Consciente de l’intérêt de pouvoir travailler depuis chez eux pour les frontaliers, l’Assemblée nationale française a récemment adopté une résolution dans le but de susciter une réflexion européenne et obtenir un accord global. «Cette réflexion est urgente, car il est acquis que de nombreuses entreprises vont conserver cette habitude. Certaines d’entre elles ont déjà mis en place une politique en la matière.» Après la fin des accords, le télétravail devrait donc rester réglementé. «Dans le cas où ce dernier est autorisé, il devra en outre être effectué dans un périmètre raisonnable, le plus souvent au domicile de l’employé. Le smartworking consistant à travailler d’où on veut quand on veut pouvant poser un problème en termes de temps de travail, de sécurité et de confidentialité des données, ne rentrera pas dans le cadre de cette pratique.»
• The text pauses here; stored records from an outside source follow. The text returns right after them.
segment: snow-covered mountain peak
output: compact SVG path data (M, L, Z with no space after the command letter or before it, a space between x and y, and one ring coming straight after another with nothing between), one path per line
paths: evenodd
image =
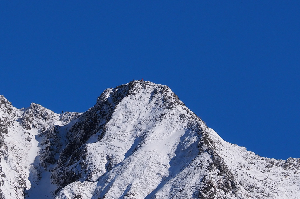
M108 88L82 114L11 107L15 116L0 112L16 122L0 131L0 173L14 193L2 189L1 198L300 198L300 158L224 141L166 86Z

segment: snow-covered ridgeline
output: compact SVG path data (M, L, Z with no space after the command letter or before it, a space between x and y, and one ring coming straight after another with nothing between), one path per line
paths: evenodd
M26 198L300 198L300 158L261 157L224 141L166 86L108 89L81 114L5 102L0 116L14 121L0 125L6 198L24 189Z

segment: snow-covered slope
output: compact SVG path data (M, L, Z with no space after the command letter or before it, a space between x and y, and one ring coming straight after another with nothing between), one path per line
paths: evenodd
M107 89L82 114L0 105L1 198L300 198L300 158L224 141L166 86Z

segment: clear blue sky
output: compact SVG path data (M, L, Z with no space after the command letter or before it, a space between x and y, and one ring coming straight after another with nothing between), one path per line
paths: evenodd
M17 108L84 112L143 78L225 140L300 157L300 1L0 4L0 94Z

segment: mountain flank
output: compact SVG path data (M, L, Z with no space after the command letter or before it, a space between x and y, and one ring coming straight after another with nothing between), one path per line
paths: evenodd
M224 140L167 86L134 81L83 113L0 95L0 198L300 198L300 158Z

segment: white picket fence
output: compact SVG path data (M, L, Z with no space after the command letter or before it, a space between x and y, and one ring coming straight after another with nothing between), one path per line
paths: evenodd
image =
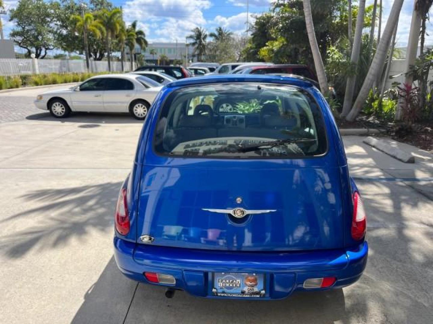
M124 72L129 71L130 67L130 62L123 62ZM92 72L108 72L108 62L91 60L90 70ZM111 71L122 72L122 62L112 62ZM86 72L86 61L81 60L0 58L0 76Z

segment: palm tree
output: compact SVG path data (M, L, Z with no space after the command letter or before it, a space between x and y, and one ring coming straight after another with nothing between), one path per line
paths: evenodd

Les clés d’une transition réussie: définir un cadre précis

Pour redéfinir le télétravail et trouver le bon équilibre, les entreprises devront mettre en place un cadre précis pour la mise en œuvre d’une flexibilisation pérenne selon des règles claires et partagées. «Selon la Convention de 2020, cette pratique doit résulter d’un commun accord entre les deux parties et mentionner les modalités (quotas de jours, heures durant lesquelles le salarié doit être joignable, indemnisation, etc.). L’employeur ne peut donc l’imposer et les salariés ne peuvent pas évoquer de droit au télétravail, car celui-ci n’existe pas.» C’est donc sous la forme d’un avenant au contrat que le home office doit être formalisé lequel devra prévoir les modalités du passage ou du retour vers la formule classique de travail.

Au Luxembourg, la loi votée mercredi 16 mars par les députés va dans ce sens. Elle prévoit en effet l’obligation pour les entreprises de plus de 150 salariés de consulter leur délégation du personnel avant la mise en place d’une politique de télétravail et d’obtenir leur accord.